The Special Class was stupid. We learned nothing. It was a babysitting operation for excluded kids in that school. I thought of myself as a loser, worthless and nobody, and it seemed fitting to isolate me. I stayed in that class for a few months, eventually asking to get back in the regular population.

During all this, my dad would have dates with a nice lady. She would stop by or we would go to her house on rare occasions. Eventually I met her son, a nice kid about my age. Also during this timeframe my brother moved down. So, now my tormentor brother was with me again. He had always been a source of severe trouble for me, teasing and fighting me for tv time. I wanted to watch comedies, movies or some shows, and he wanted to watch sports, I hated sports because of him; that and I had no physique for it. Having a bit of an aptitude for it didn’t compensate for weakness of muscles.

By 7th grade I hated sports on tv I never wanted to watch again. However, my brother insisted he had the choice by permission of our mom, and would argue until I got furious. He would just walk up and change the channel, not asking, but telling me it was his turn and my shows were stupid. Tv was about all I had left for control, and him usurping me caused me to get very angry. It was always him getting what he wanted for his sports and I’m the disappointment. So, here he was again (side note: as adults, he claims I wrote him to join me? My memory of that fails). Soon, he was also being a good friend with this boy, my dad’s girlfriend’s son. They became better friends than I, I was timid, and so it goes. No more Pizza shop, nor bike rides, or boomerang throwing.

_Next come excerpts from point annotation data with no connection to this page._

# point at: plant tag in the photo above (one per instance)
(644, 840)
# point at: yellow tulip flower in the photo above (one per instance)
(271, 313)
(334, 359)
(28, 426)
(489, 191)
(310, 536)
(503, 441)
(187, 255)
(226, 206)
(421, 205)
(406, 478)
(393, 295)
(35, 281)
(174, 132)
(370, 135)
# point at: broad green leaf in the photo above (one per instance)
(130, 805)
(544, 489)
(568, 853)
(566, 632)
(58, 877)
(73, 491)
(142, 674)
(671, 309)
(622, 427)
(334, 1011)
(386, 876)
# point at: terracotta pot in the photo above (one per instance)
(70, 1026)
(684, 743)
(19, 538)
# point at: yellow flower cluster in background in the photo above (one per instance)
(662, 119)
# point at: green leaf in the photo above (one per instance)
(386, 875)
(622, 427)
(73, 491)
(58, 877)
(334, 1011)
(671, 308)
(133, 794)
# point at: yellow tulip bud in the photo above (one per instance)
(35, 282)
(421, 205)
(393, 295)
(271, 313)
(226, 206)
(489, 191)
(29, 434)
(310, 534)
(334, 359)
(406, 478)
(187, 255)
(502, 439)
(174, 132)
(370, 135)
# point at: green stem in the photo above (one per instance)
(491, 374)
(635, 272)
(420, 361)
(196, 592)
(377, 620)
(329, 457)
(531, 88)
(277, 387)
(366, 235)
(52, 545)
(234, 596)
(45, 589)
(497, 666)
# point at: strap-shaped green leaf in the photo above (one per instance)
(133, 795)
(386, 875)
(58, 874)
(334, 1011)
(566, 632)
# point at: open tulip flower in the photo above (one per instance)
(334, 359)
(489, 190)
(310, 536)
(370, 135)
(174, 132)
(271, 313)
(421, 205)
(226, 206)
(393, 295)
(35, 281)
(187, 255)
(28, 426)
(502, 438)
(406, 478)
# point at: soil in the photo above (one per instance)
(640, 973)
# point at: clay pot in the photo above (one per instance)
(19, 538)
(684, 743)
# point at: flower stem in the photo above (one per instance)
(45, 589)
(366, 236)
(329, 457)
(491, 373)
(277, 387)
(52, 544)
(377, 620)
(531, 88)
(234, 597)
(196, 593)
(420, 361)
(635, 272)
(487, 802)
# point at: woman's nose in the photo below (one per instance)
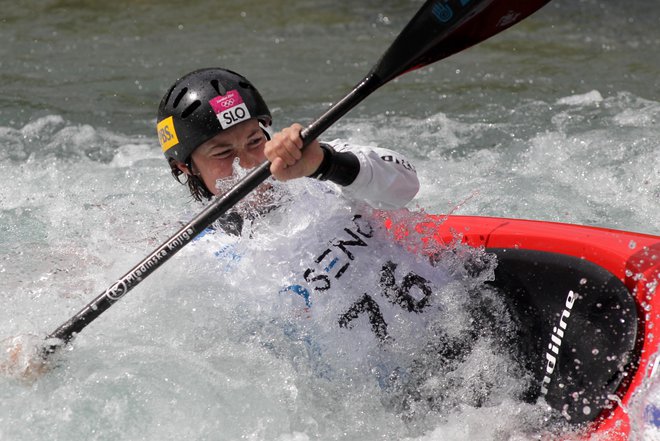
(246, 160)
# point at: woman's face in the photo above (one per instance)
(213, 159)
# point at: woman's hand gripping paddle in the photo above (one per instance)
(439, 29)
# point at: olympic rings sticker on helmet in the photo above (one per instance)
(167, 134)
(230, 108)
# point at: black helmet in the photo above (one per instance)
(202, 104)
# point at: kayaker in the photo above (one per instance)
(211, 118)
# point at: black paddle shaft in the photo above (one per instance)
(439, 29)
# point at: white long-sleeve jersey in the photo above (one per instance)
(386, 179)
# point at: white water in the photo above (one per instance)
(556, 119)
(203, 349)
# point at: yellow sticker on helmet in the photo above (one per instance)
(167, 134)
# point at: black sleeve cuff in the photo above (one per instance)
(339, 167)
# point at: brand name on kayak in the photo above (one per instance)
(122, 286)
(556, 339)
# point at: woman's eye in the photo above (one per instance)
(223, 154)
(255, 142)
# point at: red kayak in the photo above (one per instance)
(585, 297)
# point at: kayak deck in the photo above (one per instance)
(585, 297)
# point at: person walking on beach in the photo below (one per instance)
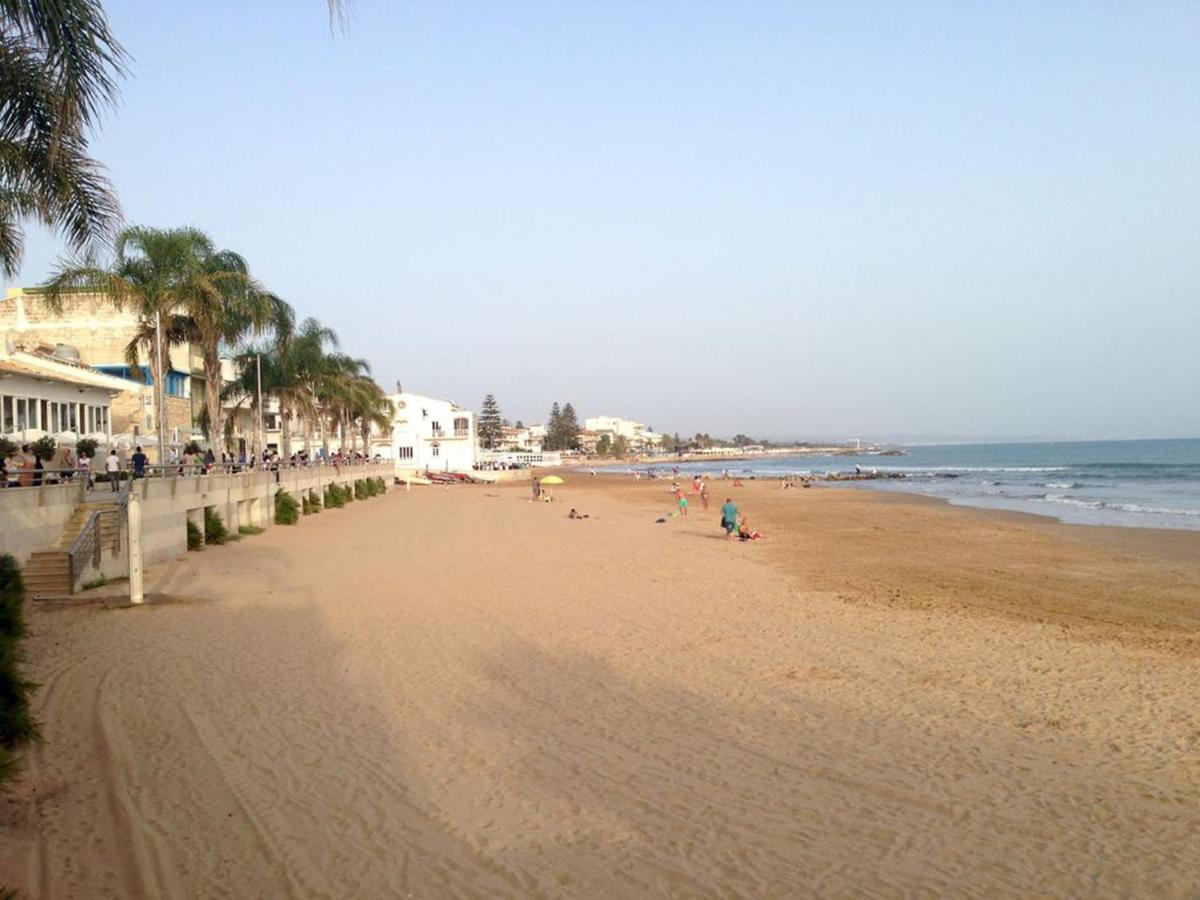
(84, 465)
(113, 467)
(730, 517)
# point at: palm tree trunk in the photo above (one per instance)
(159, 388)
(285, 430)
(213, 397)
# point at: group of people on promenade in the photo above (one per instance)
(24, 468)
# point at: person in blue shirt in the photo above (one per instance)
(730, 517)
(139, 463)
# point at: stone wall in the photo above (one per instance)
(33, 519)
(93, 325)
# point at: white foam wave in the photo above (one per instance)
(967, 469)
(1137, 508)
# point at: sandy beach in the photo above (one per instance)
(460, 693)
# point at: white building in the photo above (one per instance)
(635, 433)
(528, 438)
(429, 433)
(41, 395)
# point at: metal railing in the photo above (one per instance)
(25, 477)
(88, 544)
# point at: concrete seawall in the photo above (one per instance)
(33, 519)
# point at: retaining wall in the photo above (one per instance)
(31, 519)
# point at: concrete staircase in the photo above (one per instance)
(48, 571)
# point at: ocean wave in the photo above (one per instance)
(1073, 501)
(1137, 508)
(1153, 510)
(966, 469)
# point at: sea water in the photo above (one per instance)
(1150, 484)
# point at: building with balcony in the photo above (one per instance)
(429, 433)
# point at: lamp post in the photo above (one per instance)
(262, 432)
(160, 391)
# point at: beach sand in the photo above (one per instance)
(460, 693)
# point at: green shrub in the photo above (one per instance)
(12, 599)
(214, 528)
(43, 448)
(17, 723)
(287, 510)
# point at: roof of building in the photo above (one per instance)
(33, 365)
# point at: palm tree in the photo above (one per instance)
(59, 66)
(154, 271)
(372, 409)
(291, 364)
(225, 307)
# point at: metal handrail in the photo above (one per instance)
(87, 541)
(172, 469)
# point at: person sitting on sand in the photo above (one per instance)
(745, 533)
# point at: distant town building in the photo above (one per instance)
(527, 438)
(636, 435)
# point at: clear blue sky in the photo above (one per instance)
(779, 219)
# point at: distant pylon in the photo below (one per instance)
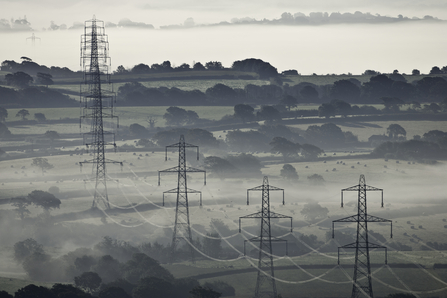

During school, my brother again got into sports at school, and I isolated by finding a job as a dishwasher/pizza cook-helper at a local restaurant. I was good at that job and kept at it for many months. I eventually earned enough to buy a bike and stereo. I wanted some fun. I also had a few hundred in the bank.

My dad found out I had that savings! He asked to borrow it to pay some emergency? I didn’t know any detail, but he seemed desperate, and I felt sorry for him, so I gave him all the money. I even returned my stereo to give him that extra money. It was over $500, maybe closer to $600? I think I recall it was a loan, but I never got a hint of it back, nor any remorse for him taking it.

Late during this time, my dad soon left his long-time girlfriend. This is also the timeframe I had a horrible nightmare, and my rape occurred.

The nightmare was this: One late morning I awoke to the sight of creepy hands, having long freaky fingers, and then the appearance of long, stretchy horrid arms that crept up from the footboard of my bed. They went up a few feet then started to arch and stretch toward me. I was terrified, panicked, it was a vision, in semi-darkness. It seemed I was awake with this happening. To this day it seemed to me that the vivid action of those horrid hands and arms were seen in real time?

I got up screaming, and ran to the hall which adjoined the 3 rooms of the upstairs. I ended up knocking on the door I thought my dad was in? Noise was coming from the room, and later I realized it was my dad having sex with his girlfriend. It was a horrid experience to try to explain, while they were both terse with me for interrupting their sex. I really didn’t know at the time. It was later that I put the event together.